Carlos Pena Filho
Como parte da bela
e vasta obra poética e literária de Carlos Pena Filho, com quem,
no ano de 1960, tomei chopp geladíssimo no Bar Savoy, o
Recife, que foi objeto de um dos suas famosas poesias, destaco o poema
“Virgulino Lampião”, uma visão humana dramática e sensível do famoso
cangaceiro Virgulino Ferreira da Silva . Não pense que
se trata de poema laudatório, falando em bandido herói, justiceiro
social ou coisa e tal. Tampouco, também não se trata de mais uma
objurgatória de condenação do perigoso e
temido bandoleiro, fugitivo da lei, e terror da população sertaneja
nordestina. Não. O conhecido esto poético de Carlos Pena,
marcado pur um sempre amorável lirismo e consagrada beleza
artística, de sua poesia, continha também indisfarçável sentido de
poesia social, ética,e refinada ternura e misericórdia com todos os
viventes, entre esses, seu trágico conterrâneo Virgulino Lampião.
Inicialmente, Pena Filho viu em “Lampião” como homem abstrato, com todo seu drama
existencial e sua humanidade intrínseca e sua loucura potencial.

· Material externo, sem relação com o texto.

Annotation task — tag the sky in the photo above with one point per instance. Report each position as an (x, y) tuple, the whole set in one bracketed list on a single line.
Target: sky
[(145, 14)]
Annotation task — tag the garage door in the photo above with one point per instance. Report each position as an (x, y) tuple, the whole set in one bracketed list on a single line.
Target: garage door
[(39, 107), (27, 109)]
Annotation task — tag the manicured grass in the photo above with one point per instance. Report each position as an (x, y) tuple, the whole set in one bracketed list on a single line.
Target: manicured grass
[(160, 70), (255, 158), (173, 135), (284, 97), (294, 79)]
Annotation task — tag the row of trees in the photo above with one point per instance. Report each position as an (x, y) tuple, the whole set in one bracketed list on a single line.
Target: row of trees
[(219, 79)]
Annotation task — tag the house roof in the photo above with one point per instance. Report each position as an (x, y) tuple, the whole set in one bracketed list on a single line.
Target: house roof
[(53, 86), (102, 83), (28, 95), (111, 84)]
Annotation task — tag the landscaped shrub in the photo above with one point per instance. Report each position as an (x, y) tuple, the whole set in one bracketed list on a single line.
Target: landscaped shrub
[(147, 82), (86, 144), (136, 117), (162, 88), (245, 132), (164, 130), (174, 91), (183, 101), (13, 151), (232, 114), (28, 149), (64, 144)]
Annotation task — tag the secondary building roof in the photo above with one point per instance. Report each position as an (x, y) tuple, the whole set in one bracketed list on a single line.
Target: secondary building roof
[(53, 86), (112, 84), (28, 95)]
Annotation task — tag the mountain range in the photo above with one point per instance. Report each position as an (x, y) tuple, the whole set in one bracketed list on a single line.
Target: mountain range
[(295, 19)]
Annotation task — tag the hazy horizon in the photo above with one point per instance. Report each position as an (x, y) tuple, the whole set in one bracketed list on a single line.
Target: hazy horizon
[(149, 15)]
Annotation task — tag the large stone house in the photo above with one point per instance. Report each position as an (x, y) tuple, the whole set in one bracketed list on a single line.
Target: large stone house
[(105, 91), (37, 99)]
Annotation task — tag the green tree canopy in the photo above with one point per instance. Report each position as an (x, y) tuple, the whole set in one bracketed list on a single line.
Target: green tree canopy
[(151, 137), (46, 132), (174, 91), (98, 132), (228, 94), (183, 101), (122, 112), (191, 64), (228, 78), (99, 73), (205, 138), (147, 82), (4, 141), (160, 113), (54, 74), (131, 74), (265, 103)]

Sobretudo, o viu como homem concreto, sujeito às contradições
do seu contexto social específico da catinga, do necessitarismo
econômico, da presença constante da morte, do coronelismo
arrogante e violento, do jaguncismo homicida e impune, e, também
como homem isolado, ferido e desmontado de seu mundo interior, enlouquecido e
furioso na sua determinação social e psicológica. Mas, sempre o
homem.
Gravura de Aldemir Martins
Sobre ele, talvez um tanto insatisfeito e inseguro, repetiria
o que disse o grande líder do realismo socialista, Máximo Gorki: “homem,
homem, como essa palavra soa nobremente”. Homem injustiçado,
indignado, ferido, excluído, e que talvez revoltado com a “festa
(moralmente) pobre” de um poder, exercido, freqüentemente, pelo
egoísmo, pela simulação, pela corrupção, pela fraude e pela violência.
Inteligente e
extremamente corajoso, ansioso por poder e fama (glória?), foi
líder nato e estrategista, deslocando-se com seus cangaceiros
pelas vastidões do hinterland semi-árido de 05 estados do Nordeste,
Ceará, R. G. do Norte, Paraíba, Pernambuco, Alagoas e Sergipe, onde
atuava com sua rapinagem e se afirmava pelo terror. Através da catinga
ínvia e agressiva, deslocava-se rapidamente, a pé com sandália de couro
ou a cavalo, conseguindo suprimento, ordem e união entre os comandados,
e obtendo informações que o permitiam escapar ou bater-se em pequenos
combates com forças policiais oficiais mais numerosas e mais bem
armadas. Contudo, neste contexto difícil e macabro conseguiu
lutar e sobreviver por cerca de 20 anos de violência,
isolamento e terror.
Apesar disso, dizem seus biógrafos que Lampião, que
era alfabetizado e tendo freqüentado escola para ampliação de seus
conhecimentos, cultivava, embora de forma ambígua e incoerente,
certos valores éticos e sociais. Não admitia o crime de estupro que punia
severamente, e costumava lamentar o destino, que o tornara bandido ao invés
de trabalhador honesto, e que assim o conduzia certeiro à “morte
matada”, embora a tolerasse, como dizia, caso tivesse a sorte de
morrer em combate leal. Morreu desta forma, em 1938, em
combate violento na Fazenda Angicos, em Sergipe, próxima do
Rio S. Francisco. Segundo o inventário dos seus bens pessoais
apresentado pela polícia da Bahia ( ver “Maria Isaura P. de Queiroz”,
em Os Cangaceiros), na parte anterior do seu chapéu estava
engastada em uma medalha de ouro a inscrição “Deus te Guie”, e
portava aliança de ouro com o nome “Santinha” (Maria Bonita) na
parte interna.
Ainda nos primeiros anos de cangaço, procurou a bênção e
a proteção do Padre Cícero Romão, indo a Juazeiro, no Ceará, que além de
chefe religioso já famoso no Nordeste era poderoso líder político desta
região. Foi com a interseção do Pe. Cícero, que recebeu a patente de
Capitão da Guarda Nacional, das mãos do mais graduado funcionário federal
da cidade, juntamente com um fuzil e farta munição para seus homens.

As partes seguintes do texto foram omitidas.